Loading data from an on-premises data source to Azure Data Lake Storage (ADLS) using Azure Data Factory (ADF) involves the following steps. The key component for connecting on-premises data sources is the Self-Hosted Integration Runtime (SHIR).


universalupskills-ADLS

Steps to

Load Data from On-Premises to ADLS


1. Set Up Azure Data Factory

  • Log in to the Azure Portal.
  • Create an Azure Data Factory instance if you don’t already have one.

2. Install and Configure the Self-Hosted Integration Runtime

The SHIR enables ADF to access on-premises data sources securely.

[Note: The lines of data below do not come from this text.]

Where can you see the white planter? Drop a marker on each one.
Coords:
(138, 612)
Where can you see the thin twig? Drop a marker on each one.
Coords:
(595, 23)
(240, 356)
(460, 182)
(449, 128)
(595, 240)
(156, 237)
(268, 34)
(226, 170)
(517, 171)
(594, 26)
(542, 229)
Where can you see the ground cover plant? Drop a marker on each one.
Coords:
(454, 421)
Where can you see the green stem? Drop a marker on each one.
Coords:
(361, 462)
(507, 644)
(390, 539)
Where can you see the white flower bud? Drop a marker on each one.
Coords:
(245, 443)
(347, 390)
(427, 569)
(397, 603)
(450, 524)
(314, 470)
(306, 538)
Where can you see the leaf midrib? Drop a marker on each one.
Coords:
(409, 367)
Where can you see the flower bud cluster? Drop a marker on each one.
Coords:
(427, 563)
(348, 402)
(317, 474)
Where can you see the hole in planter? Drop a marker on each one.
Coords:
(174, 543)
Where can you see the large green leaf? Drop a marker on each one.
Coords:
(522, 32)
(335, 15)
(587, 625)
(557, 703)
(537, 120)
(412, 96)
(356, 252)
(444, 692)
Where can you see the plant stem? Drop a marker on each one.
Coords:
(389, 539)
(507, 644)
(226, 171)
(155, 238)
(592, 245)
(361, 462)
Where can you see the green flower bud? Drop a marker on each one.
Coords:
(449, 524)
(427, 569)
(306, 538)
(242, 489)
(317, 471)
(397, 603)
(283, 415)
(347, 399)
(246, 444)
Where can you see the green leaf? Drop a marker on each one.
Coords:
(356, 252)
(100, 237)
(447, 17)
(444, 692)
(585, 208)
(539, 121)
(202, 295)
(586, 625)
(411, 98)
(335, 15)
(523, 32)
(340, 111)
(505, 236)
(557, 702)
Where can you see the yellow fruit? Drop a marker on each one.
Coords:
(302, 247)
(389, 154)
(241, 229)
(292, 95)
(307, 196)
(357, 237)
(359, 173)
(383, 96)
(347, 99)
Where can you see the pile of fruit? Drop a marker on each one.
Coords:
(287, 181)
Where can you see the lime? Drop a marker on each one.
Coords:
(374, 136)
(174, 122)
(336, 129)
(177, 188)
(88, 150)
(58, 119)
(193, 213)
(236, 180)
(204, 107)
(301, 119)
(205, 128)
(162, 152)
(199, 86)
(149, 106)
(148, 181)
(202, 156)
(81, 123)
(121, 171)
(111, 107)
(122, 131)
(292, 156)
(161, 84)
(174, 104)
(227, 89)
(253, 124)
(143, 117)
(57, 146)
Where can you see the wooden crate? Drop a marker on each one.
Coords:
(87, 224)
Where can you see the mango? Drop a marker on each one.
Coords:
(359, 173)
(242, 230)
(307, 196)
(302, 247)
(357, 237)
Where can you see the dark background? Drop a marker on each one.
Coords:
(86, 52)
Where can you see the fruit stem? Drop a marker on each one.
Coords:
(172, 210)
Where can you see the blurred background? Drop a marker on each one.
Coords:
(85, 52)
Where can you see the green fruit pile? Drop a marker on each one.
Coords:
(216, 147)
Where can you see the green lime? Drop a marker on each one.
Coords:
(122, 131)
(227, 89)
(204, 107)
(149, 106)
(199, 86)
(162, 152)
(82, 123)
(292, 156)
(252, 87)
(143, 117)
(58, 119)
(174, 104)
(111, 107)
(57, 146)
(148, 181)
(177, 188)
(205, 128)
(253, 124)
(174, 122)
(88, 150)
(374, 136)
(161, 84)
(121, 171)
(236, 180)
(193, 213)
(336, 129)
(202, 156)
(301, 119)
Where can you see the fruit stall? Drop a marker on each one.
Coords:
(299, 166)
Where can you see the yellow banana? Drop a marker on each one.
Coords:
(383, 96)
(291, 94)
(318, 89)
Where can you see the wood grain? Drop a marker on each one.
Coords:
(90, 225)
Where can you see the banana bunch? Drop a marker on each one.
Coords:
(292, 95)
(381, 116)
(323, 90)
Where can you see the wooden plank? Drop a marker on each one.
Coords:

  • In the ADF Manage tab, go to Integration Runtimes and click + New.
  • Choose Self-Hosted and follow the prompts to download and install the SHIR software on an on-premises machine.
  • During installation:
    • Copy the authentication key from ADF and paste it into the SHIR setup wizard.
    • Configure the SHIR to run under an account with access to the on-premises data.
  • Once installed, ensure the SHIR status shows as Online in ADF.

3. Create Linked Services

Linked Services define the connections to your data sources and sinks.

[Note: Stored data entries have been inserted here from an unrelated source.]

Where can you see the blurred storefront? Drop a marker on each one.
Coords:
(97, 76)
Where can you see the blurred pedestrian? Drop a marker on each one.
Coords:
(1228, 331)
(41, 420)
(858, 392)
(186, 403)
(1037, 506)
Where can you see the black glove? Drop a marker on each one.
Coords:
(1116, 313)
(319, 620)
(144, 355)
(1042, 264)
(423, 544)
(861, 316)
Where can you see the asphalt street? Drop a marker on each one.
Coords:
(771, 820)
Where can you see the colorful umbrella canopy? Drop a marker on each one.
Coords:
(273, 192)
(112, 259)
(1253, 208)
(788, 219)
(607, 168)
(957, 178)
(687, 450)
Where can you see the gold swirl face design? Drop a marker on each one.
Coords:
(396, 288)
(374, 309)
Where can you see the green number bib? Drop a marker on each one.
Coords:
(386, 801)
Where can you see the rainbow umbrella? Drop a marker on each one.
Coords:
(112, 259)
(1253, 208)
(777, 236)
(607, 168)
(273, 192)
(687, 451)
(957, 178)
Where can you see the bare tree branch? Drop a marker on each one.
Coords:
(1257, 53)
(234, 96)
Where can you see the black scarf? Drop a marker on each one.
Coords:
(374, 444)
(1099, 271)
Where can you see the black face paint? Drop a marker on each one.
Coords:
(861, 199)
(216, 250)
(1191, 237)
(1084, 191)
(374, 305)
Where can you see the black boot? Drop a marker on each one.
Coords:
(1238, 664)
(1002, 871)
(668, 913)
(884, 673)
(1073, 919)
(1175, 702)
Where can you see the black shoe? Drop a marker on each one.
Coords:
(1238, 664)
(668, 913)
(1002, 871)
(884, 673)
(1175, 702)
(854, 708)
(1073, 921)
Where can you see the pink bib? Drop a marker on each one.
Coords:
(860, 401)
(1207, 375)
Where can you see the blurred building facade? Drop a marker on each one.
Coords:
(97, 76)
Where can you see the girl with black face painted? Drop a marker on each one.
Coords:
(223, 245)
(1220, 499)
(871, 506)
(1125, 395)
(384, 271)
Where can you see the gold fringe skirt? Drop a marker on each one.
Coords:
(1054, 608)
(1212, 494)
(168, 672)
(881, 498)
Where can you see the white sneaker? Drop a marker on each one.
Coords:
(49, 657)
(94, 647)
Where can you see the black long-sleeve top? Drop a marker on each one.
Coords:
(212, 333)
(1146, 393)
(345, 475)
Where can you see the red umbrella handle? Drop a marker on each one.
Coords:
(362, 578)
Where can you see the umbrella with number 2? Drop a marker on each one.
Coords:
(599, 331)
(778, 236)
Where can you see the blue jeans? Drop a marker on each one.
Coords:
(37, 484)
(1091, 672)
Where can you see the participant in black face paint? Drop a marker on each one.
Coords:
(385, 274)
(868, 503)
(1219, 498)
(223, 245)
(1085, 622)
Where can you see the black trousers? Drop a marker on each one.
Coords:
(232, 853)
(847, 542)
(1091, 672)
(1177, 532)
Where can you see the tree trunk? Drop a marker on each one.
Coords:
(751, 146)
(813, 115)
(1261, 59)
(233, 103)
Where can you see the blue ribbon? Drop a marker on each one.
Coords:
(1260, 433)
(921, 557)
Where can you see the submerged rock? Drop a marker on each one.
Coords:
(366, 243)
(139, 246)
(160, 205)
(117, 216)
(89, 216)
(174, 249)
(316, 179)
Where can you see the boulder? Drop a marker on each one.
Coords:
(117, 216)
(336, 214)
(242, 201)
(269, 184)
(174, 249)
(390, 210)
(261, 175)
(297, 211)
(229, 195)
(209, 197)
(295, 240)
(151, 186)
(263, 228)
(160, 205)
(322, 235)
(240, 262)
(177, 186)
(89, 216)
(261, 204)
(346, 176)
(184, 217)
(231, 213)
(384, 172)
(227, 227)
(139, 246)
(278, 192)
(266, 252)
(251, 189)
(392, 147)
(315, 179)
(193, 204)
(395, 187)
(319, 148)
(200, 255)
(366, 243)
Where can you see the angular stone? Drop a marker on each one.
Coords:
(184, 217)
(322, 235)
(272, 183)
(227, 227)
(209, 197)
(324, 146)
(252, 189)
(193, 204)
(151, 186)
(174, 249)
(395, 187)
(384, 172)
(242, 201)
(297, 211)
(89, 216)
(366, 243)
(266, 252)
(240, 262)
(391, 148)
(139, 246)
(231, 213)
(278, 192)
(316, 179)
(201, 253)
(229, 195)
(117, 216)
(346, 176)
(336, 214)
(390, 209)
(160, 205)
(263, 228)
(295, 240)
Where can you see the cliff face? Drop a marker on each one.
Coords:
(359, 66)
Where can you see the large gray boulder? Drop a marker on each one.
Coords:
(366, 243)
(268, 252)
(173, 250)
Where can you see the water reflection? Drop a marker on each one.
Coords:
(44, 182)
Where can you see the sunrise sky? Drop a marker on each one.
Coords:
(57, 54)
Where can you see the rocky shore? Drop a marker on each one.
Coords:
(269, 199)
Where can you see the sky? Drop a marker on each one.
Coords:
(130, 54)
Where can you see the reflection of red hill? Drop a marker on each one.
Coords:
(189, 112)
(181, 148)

  1. On-Premises Data Source:
    • In the ADF Manage tab, go to Linked Services and create a new linked service for your on-premises data source (e.g., SQL Server, Oracle, File System).
    • Choose the corresponding connector, e.g., Azure SQL Server or File System, and configure:
      • Server Name (for databases).
      • Authentication: Provide credentials.
      • Integration Runtime: Select the Self-Hosted Integration Runtime.
  2. Azure Data Lake Storage (ADLS):
    • Create a new linked service for ADLS Gen1 or Gen2.
    • Provide the Storage Account Name and select the appropriate authentication method (e.g., Managed Identity, Service Principal).

4. Create Datasets

Datasets represent the data structure of the source and sink.

  • Source Dataset:
    • Create a dataset for your on-premises data (e.g., SQL table or files in the file system).
    • Point it to the linked service for your on-premises data source.
  • Sink Dataset:
    • Create a dataset for ADLS (e.g., CSV, Parquet, JSON).
    • Point it to the linked service for ADLS.

5. Build the Pipeline

  1. In the Author tab, create a new pipeline.
  2. Add a Copy Data activity:
    • Source:
      • Select the on-premises dataset.
      • Optionally, specify filters or query parameters for databases.
    • Sink:
      • Select the ADLS dataset.
      • Configure file format settings (e.g., delimiter for CSV, folder structure).
  3. (Optional) Add transformations or mappings as needed.

6. Test the Pipeline

  • Debug the pipeline to test the data transfer.
  • Check the Monitor tab to verify successful execution or troubleshoot errors.

7. Schedule or Trigger the Pipeline

  • Add a trigger to run the pipeline on a schedule or based on an event.

Considerations

  1. Firewall Rules:
    • Ensure that the on-premises machine running the SHIR can access the internet.
    • Add firewall rules in Azure to allow SHIR communication.
  2. Authentication:
    • Use a Service Principal or Managed Identity for secure access to ADLS.
  3. Performance:
    • Optimize batch sizes and concurrency settings for large data transfers.
    • Use compression (e.g., gzip) for faster uploads.
  4. Monitoring:
    • Monitor data movement in the ADF Monitor tab.
    • Check SHIR performance logs if the connection fails.